Asking students to fill in so-called "happy" forms to assess their lecturers may damage rather than improve teaching, according to Lee Harvey of the University of Central England.

The widespread use of course questionnaires to monitor teaching standards may reveal whether lecturers are enthusiastic, turn up on time or assess work promptly. But they only finger very bad teaching while the mildly bad will slip through the net, he says.

Even when problems are thrown up there may be no mechanism to solve them. "It is debatable how serious we really are about giving students control over the educational process and their post- educational lives," Professor Harvey writes in a paper for the Society for Research into Higher Education.

Student evaluation is gaining popularity in universities and many national external monitoring systems require them. But they could lull institutions into believing they are "doing something".

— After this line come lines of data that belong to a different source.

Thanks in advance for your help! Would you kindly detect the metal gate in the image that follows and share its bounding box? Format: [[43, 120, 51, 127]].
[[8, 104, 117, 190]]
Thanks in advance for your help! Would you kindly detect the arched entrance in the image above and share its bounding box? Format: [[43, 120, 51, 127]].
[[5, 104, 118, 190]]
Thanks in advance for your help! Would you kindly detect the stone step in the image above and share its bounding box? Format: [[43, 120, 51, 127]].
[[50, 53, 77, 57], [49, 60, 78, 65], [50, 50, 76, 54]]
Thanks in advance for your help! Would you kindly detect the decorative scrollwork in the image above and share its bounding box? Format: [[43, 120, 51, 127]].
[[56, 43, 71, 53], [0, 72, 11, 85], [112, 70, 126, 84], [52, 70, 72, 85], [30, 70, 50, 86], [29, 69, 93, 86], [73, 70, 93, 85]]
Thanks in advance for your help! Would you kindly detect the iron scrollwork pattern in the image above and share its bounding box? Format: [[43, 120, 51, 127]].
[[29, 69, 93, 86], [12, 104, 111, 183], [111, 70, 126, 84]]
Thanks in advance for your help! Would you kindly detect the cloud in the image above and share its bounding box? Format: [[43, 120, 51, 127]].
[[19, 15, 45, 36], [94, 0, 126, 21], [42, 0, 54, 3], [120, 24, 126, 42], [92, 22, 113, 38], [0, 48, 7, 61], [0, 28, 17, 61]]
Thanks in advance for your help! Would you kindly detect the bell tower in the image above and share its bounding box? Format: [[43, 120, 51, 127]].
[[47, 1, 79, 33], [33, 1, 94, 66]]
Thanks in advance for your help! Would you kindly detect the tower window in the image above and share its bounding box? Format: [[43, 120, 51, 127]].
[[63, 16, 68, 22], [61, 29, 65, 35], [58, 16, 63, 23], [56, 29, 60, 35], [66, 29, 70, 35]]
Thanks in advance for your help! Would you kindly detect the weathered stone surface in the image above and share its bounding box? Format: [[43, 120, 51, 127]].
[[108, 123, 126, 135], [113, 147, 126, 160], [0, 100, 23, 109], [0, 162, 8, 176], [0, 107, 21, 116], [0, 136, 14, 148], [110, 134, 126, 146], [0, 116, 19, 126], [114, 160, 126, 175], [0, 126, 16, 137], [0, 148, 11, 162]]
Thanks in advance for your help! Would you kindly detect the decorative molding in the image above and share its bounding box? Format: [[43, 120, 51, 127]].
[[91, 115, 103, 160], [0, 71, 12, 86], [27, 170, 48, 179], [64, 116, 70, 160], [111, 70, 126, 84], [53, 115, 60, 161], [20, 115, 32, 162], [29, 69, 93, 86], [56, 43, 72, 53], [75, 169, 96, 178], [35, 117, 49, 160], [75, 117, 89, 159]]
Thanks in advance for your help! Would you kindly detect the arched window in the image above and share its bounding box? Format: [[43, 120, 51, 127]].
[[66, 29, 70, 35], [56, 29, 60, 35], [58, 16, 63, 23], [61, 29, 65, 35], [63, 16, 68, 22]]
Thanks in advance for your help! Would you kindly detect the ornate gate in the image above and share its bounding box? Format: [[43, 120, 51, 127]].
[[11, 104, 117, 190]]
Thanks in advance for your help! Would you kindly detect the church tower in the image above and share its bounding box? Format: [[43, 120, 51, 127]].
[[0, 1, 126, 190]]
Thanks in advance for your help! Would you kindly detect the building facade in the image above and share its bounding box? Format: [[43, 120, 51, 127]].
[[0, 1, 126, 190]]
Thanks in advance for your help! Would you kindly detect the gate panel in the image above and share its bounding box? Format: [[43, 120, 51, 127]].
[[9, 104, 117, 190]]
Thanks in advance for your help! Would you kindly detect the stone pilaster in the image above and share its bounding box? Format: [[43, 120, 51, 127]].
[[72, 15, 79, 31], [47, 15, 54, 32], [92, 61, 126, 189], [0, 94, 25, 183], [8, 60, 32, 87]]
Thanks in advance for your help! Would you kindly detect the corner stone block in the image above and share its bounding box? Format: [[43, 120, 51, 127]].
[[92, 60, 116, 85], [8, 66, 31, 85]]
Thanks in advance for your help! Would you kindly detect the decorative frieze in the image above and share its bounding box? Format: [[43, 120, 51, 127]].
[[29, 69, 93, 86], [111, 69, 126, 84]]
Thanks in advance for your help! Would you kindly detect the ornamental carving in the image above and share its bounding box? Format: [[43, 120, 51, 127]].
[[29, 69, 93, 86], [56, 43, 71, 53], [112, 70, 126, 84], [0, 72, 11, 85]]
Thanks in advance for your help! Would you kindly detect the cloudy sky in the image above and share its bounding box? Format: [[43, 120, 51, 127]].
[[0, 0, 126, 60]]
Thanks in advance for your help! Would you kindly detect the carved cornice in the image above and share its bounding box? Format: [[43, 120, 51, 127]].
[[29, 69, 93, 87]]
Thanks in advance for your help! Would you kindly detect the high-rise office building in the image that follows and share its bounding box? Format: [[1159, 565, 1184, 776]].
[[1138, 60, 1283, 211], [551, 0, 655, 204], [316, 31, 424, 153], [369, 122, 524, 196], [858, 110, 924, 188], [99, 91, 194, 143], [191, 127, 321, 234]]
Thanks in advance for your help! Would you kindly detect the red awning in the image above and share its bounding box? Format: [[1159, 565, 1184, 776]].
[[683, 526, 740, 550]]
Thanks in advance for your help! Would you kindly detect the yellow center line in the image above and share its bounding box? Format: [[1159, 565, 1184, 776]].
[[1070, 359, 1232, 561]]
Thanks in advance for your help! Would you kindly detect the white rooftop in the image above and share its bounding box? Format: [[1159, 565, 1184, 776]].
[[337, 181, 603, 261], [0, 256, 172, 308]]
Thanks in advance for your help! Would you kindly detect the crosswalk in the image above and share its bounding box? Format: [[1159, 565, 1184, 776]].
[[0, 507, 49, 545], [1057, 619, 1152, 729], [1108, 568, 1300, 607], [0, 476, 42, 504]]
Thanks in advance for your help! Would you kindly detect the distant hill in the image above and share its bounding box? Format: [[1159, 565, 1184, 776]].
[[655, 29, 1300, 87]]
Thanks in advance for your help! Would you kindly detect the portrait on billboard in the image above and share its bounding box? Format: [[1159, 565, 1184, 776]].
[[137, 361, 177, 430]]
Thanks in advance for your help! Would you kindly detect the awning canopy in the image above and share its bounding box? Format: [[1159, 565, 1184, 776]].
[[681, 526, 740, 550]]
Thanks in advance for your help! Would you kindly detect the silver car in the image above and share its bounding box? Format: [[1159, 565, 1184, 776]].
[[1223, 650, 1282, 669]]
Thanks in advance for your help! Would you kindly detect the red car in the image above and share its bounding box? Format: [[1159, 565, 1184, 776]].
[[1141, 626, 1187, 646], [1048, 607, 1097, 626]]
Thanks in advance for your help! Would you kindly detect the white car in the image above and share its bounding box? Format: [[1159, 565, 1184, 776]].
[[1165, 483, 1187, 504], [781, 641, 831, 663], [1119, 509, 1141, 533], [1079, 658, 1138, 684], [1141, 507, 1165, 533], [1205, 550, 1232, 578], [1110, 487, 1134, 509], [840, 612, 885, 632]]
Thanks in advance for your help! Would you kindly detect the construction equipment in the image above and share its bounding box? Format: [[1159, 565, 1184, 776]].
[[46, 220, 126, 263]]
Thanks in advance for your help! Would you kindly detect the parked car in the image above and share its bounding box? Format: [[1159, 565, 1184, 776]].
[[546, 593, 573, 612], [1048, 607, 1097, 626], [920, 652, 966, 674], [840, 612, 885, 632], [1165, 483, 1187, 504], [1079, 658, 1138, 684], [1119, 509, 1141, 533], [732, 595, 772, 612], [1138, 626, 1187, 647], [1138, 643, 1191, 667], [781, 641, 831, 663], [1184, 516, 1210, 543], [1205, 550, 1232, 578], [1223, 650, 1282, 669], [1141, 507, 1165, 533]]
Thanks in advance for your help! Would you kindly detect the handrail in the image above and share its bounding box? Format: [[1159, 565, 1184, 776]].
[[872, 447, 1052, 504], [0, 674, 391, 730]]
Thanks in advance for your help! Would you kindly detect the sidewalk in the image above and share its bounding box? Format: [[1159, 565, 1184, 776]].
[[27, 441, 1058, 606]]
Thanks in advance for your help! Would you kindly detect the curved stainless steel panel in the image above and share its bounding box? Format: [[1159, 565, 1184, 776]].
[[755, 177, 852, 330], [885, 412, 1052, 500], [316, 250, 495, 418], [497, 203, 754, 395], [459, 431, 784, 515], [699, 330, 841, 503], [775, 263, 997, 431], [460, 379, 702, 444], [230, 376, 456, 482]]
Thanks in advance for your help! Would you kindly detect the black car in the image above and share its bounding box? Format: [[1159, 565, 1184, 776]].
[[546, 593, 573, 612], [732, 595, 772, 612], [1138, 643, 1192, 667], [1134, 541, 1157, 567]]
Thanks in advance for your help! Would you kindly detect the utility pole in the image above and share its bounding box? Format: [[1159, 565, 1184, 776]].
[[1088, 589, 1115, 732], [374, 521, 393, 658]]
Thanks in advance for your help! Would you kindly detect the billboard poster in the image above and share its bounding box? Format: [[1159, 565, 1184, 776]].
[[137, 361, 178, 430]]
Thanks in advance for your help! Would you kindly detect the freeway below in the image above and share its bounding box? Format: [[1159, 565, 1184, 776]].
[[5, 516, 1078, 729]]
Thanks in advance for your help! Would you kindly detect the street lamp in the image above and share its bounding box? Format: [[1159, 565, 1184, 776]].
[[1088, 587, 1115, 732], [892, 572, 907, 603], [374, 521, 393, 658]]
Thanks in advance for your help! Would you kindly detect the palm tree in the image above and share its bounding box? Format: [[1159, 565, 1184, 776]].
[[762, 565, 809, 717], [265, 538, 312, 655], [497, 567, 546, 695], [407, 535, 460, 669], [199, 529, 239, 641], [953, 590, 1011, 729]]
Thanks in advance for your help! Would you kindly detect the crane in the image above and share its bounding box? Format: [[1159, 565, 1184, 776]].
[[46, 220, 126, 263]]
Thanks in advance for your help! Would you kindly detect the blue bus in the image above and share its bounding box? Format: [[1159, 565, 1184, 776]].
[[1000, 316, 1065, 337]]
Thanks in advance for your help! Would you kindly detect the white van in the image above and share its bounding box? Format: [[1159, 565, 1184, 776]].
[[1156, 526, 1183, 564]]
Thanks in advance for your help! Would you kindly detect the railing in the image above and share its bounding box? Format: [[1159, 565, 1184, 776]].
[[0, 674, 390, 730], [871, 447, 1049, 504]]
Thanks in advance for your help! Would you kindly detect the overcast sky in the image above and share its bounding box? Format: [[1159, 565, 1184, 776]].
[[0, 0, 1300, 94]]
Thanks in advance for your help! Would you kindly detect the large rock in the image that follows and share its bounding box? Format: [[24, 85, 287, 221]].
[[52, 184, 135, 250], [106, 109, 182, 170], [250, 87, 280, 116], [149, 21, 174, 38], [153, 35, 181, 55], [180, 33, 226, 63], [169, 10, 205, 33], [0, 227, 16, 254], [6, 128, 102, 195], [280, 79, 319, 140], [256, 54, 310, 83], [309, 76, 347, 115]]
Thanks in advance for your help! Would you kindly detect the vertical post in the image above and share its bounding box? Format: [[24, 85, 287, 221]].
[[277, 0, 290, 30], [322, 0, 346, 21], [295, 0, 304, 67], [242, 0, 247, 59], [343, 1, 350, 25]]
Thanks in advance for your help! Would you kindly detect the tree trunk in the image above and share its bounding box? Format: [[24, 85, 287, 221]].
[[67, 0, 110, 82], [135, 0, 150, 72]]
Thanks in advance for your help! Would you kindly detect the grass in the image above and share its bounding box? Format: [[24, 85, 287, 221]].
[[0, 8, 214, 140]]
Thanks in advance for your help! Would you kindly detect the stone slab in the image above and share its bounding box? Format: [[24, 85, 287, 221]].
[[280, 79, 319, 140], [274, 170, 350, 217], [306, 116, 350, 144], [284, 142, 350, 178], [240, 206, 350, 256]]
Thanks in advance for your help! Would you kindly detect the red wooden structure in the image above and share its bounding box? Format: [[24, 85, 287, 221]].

"Learners are often not involved in formulating the questionnaires and the questions tend to represent the interests of teachers and their managers," Professor Harvey says. "Most damning, happy forms rarely ask students to reflect on their learning rather than the lecturers' teaching."

He proposes broader satisfaction surveys. Students must be involved in identifying areas of concern if such surveys are to have any meaning. And there must be clear follow-up.

Students should be encouraged to be critical. "This goes beyond requiring students to learn a body of knowledge and be able to apply it analytically," he says. "Developing a critical approach to learning is about challenging preconceptions, both those of the learner and the teacher."

Students will gain confidence to assess and develop knowledge for themselves rather than submitting packaged chunks to an assessor.

"It treats students as intellectual performers rather than as compliant audience," Professor Harvey concludes.